一本の小説、生涯分の一日
めぐりあう時間たち
2003 05/17
UP:2020/04/12
死、とりわけ自殺という表現は簡単に私たちを動揺させる。それは緑遠い事件だから驚くのか? それとも没入し自分の事のように悲しむのだろうか? この映画は女性が入水自殺する衝撃的な始まり方である。しかし、彼女の最期は穏やかだった。まるでラストシーンのようだったがこれが今回の映画の象徴である。映画を通して彼女による死への考えを垣間見ることができる。彼女がなぜ死を選択したのかに注目しながら、 私は視聴した。
“THE HOURS”では3人の女性たちの一日を行き来するように描いている。 1941年に生きたヴァージニアは小説家であった。 1951年には彼女が執筆した小説を愛読する専業主婦のローラ。 2001 年では社交的なクラリッサがその小説にそっくりの一日を過ごす。彼女たちは時に一連の動きとしてつながったり、時に同じ行動をとったりする。 3つの全く違う人生なのに違和感なくシーンが切り替わっていくのが楽しい。
彼女たちにはそれぞれパートナーがおり、何不自由ない暮らしをしているように見える。しかし、例外なく苦しみを抱いている。一番昔の彼女は心の病を抱えていた。小説を推敲しながら、言い様のない希死念慮とたたかう。その小説を読むローラは気持ちを抑圧する女性だ。彼女の家庭は平穏だが内心では逃避願望を募らせる。クラリッサは明るく見えるが、精神的に不安定な古くからの友人を支える辛い立場にある。そのことに関してだけは思わず感情的になる一面もある。三者三様の葛藤が結末に向けて収斂していく流れを見届けずにはいられない。
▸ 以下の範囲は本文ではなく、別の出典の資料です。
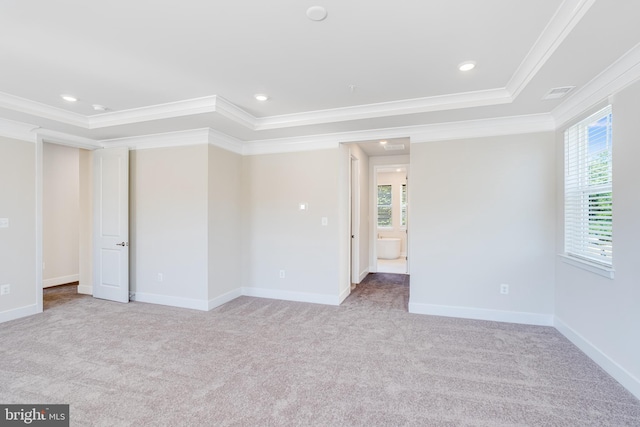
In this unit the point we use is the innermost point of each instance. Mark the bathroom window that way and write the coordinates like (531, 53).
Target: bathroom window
(403, 205)
(588, 186)
(384, 206)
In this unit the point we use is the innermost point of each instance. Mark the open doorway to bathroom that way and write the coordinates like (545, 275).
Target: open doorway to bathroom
(391, 217)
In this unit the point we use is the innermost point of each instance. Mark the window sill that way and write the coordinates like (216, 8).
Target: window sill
(598, 269)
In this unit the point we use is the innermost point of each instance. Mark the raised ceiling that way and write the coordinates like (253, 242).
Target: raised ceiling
(368, 67)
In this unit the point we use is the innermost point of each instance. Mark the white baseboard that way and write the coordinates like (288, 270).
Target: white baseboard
(482, 314)
(224, 298)
(621, 375)
(291, 296)
(85, 289)
(363, 274)
(344, 294)
(17, 313)
(172, 301)
(62, 280)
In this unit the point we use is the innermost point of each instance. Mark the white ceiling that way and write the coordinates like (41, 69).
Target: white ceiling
(167, 66)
映画を最後まで観て、3人とも印象が強いが個人的にはヴァージニアが魅力的だった。彼女が書く「女性の生涯をある一日に込めた小説」は当映画そのものを表す。現実問題としては自殺の是非は意見が分かれるが、フィクションとして、最初から決まっていたように自然な行動であった。 それは納得して導きだした結果であると彼女自身が語る。彼女が沈んだ川の輝きが暗い結末ではないと示すようだった。